Maurizio Cattelan’s Bones exhibition at Gagosian challenges the boundaries between creation and destruction, using gold and marble to transform violence into transcendent beauty.
By Arts Editorial Staff
Gold, pierced by bullets. Marble, sprouting horns. A couch, bearing the weight of mythology. In 'Bones,' opening April 8th at Gagosian Davies Street, Maurizio Cattelan orchestrates these unlikely elements into a meditation on violence and transcendence, where the act of destruction become a genesis rather than an apocalypse.

The Alchemy of Destruction
At the heart of Bones lies a seemingly paradoxical proposition: destruction as a generative act. Cattelan presents a series of stainless-steel panels lavishly plated in 24-karat gold, each altered by gunfire. These violent interruptions transform the pristine surfaces into complex territories where violence becomes a creative force. Each large-caliber bullet hole marks the panel not as damaged, but reborn.
From a distance, the gold gleams with uninterrupted luxury; closer inspection reveals the violent perforations—each one a deliberate wound in the material’s perfection. These are not random acts of destruction but calculated interventions that force viewers to reconsider their relationship with both beauty and violence.
Material Politics
Cattelan’s choice of materials is never incidental. Gold, historically a symbol of wealth, power, and permanence, also possesses the ability to be melted down and reformed—a paradoxical material that is both eternal and ephemeral. By subjecting gold-plated surfaces to gunfire, Cattelan creates a potent commentary on the relationship between wealth and violence in contemporary society.

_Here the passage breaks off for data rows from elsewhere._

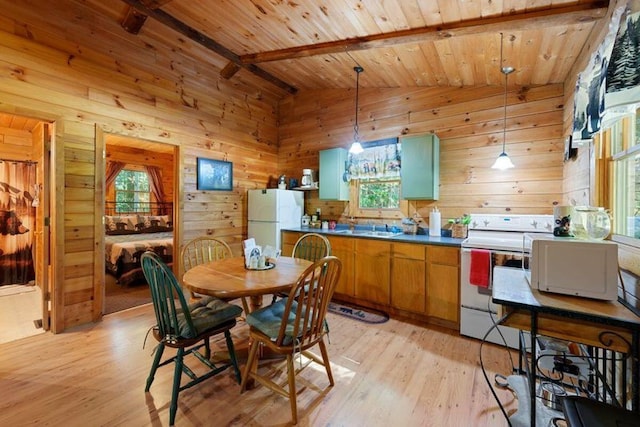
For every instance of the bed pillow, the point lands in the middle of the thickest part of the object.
(153, 223)
(125, 224)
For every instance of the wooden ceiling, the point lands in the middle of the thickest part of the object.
(312, 44)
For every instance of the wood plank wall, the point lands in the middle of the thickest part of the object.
(155, 92)
(469, 123)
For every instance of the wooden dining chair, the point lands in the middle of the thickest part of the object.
(310, 246)
(202, 250)
(293, 325)
(186, 328)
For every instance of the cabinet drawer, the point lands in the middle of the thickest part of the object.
(341, 243)
(443, 255)
(372, 247)
(409, 251)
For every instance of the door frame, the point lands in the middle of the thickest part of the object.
(101, 165)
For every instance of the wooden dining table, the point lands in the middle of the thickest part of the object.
(229, 279)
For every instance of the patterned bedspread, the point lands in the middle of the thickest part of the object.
(122, 252)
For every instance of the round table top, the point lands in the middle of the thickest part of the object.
(228, 278)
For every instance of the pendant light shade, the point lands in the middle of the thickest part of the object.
(503, 161)
(356, 147)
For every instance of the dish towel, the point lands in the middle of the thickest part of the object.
(480, 266)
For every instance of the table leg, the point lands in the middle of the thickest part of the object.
(255, 302)
(532, 369)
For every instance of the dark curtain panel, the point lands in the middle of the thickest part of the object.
(156, 185)
(113, 168)
(17, 222)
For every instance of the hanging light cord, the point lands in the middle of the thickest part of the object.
(506, 74)
(358, 69)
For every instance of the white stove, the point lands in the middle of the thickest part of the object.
(504, 231)
(502, 237)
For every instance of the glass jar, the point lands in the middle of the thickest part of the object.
(598, 224)
(590, 222)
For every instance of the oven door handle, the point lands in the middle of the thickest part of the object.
(497, 252)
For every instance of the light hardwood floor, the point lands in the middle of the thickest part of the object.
(386, 374)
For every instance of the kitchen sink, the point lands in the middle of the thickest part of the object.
(369, 233)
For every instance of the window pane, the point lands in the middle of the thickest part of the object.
(626, 210)
(379, 195)
(132, 191)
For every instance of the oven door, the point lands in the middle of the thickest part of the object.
(478, 297)
(477, 312)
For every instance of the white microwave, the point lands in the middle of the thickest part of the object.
(565, 265)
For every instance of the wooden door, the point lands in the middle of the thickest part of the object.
(42, 139)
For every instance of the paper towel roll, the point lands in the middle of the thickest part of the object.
(434, 224)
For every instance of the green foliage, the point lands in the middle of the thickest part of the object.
(132, 187)
(379, 195)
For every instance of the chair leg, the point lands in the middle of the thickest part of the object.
(154, 366)
(177, 376)
(232, 355)
(291, 373)
(207, 349)
(325, 359)
(251, 362)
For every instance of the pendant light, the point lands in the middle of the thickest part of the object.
(503, 161)
(356, 147)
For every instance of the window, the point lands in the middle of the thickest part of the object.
(132, 191)
(625, 177)
(379, 195)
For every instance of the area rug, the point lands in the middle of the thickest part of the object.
(362, 314)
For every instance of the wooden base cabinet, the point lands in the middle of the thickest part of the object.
(342, 247)
(411, 280)
(443, 283)
(408, 277)
(372, 270)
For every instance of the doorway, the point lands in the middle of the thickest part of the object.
(24, 248)
(139, 200)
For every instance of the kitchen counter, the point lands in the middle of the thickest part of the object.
(365, 232)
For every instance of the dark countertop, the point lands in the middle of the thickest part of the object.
(343, 230)
(511, 289)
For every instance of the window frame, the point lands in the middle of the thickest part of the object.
(381, 213)
(605, 188)
(134, 169)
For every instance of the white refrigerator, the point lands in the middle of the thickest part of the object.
(271, 210)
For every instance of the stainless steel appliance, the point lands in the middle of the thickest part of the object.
(502, 236)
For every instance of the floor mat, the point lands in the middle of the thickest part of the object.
(358, 313)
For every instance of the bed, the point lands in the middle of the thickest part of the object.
(131, 232)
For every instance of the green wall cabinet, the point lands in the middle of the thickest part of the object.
(332, 166)
(420, 167)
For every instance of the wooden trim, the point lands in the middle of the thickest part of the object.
(57, 229)
(98, 226)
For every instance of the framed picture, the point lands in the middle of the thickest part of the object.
(214, 175)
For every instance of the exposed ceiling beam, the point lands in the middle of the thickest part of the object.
(557, 16)
(134, 20)
(182, 28)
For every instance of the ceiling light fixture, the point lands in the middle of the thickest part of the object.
(503, 161)
(356, 147)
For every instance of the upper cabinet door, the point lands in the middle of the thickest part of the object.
(420, 167)
(332, 166)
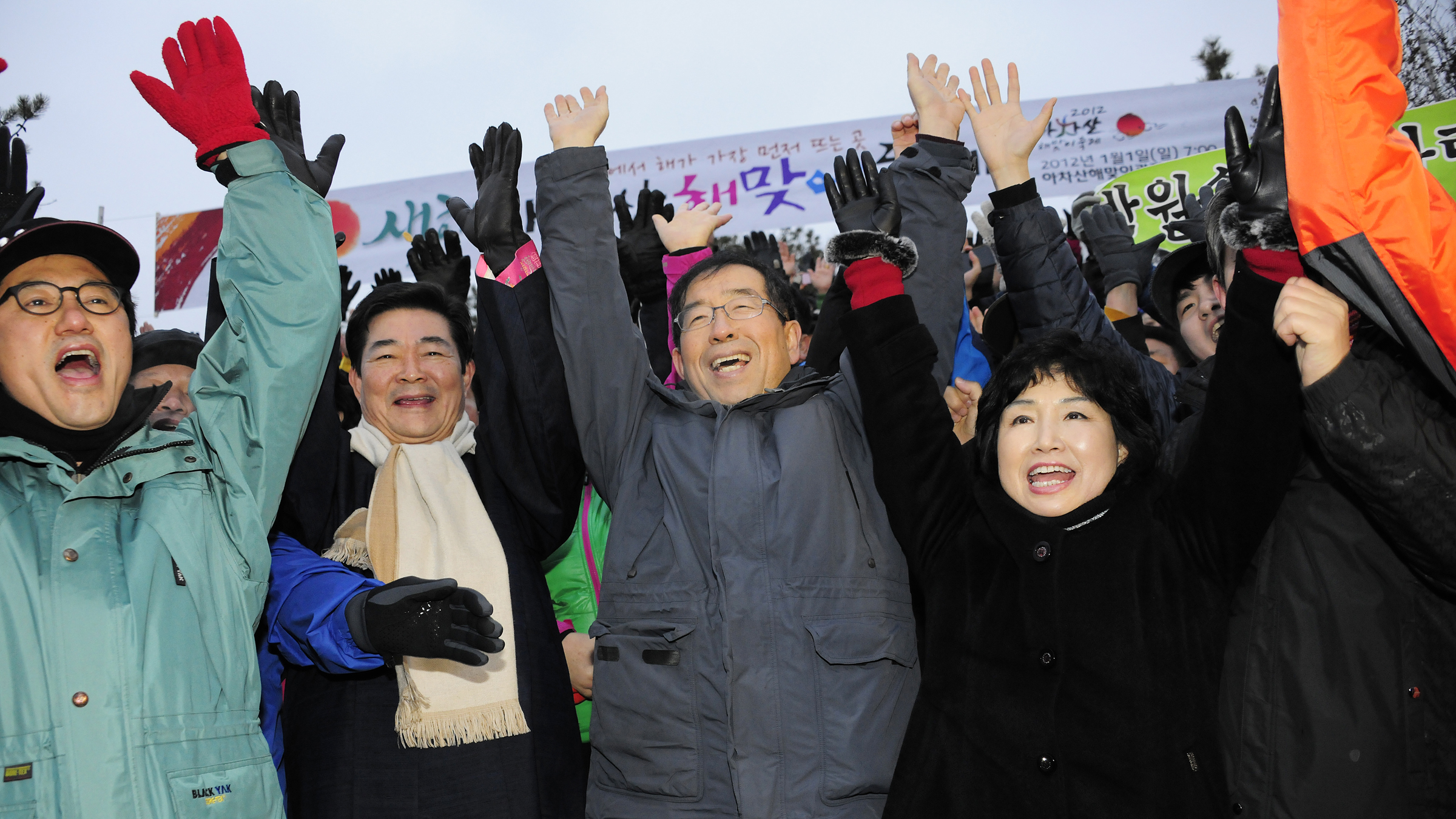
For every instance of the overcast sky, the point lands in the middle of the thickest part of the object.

The exhibition positions itself within a broader artistic tradition of creative destruction, from the Dadaists to Gustav Metzger's auto-destructive art. However, Cattelan’s distinctive contribution lies in his luxurious approach to destruction—these are not mere damaged objects, but transformed artifacts that question how value is assigned and preserved in our culture.
"Notre Dame": The Primordial Meets the Domestic
Alongside the perforated panels stands Notre Dame (2025), a singularly arresting sculpture that exemplifies Cattelan's gift for unsettling juxtaposition. A substantial boulder of pristine Carrara marble, crowned with horns, rests improbably atop an ordinary couch—creating an immediate tension between the monumental and the mundane.
The horned boulder evokes primal, mythological associations—a deity or sacrificial form transported from ancient ritual into the banality of domestic space. The couch, a symbol of comfort and the everyday, becomes an unlikely pedestal that both elevates and undermines the primordial presence it supports.
This collision of elements—the ancient and the contemporary, the sacred and the profane—creates a cognitive dissonance that has become Cattelan's hallmark. The sculpture exists in a state of productive tension, challenging viewers to reconcile seemingly incompatible elements within a single frame.
The Artist of Provocation
Throughout his career, Cattelan has demonstrated a remarkable ability to elicit visceral responses. His works have been stolen, vandalized, and, in one infamous case, consumed—when performance artist David Datuna ate Cattelan’s banana work Comedian at Art Basel Miami. Rather than deterring him, these extreme reactions have become part of Cattelan’s broader artistic project—a testament to art’s power to disrupt and destabilize.
Bones continues this tradition of productive disruption. The exhibition's title itself suggests both structure and mortality—permanence and decay—the skeleton that remains when all else has vanished. In these new works, Cattelan explores the enduring tensions between opposing forces: creation and destruction, nature and artifice, resilience and vulnerability.
A Dual Presence
In a move underscoring the significance of this moment in Cattelan's trajectory, Gagosian will simultaneously present a second exhibition of the artist’s work at their Burlington Arcade space. This complementary showcase will feature watercolors, editions, and other works, offering a more comprehensive glimpse into Cattelan’s diverse practice.
The concurrent exhibitions coincide with the re-release of Francesco Bonami’s Stuck: Maurizio Cattelan—The Unauthorized Autobiography in a new English edition, alongside Leftovers: The Bonami's Cattelans, a fresh volume documenting the artist’s drawings, both published by Gagosian.
Between Wounds and Wonders
What emerges from Bones is not a resolution of the contradictions Cattelan explores, but an invitation to dwell within them. The exhibition creates a space where destruction becomes generative, where the sacred and the profane coexist, and where familiar materials reveal unexpected dimensions through deliberate damage.
In an art world increasingly dominated by digital experiences and ephemeral interventions, Cattelan's commitment to the transformative potential of physical materials feels both radical and necessary. These gold panels and marble sculptures assert their materiality, their irreplaceable presence in space. The bullet holes are not simulated—they are actual voids, physical absences that paradoxically become the most compelling presence in each work.
Cattelan’s Bones promises to be more than an exhibition—it stands as a material meditation on how meaning emerges from disruption, how beauty can be discovered in damage, and how art’s most profound power may lie not in perfection, but in deliberate rupture.
"Bones" runs April 8–May 24, 2025, at Gagosian Davies Street, London.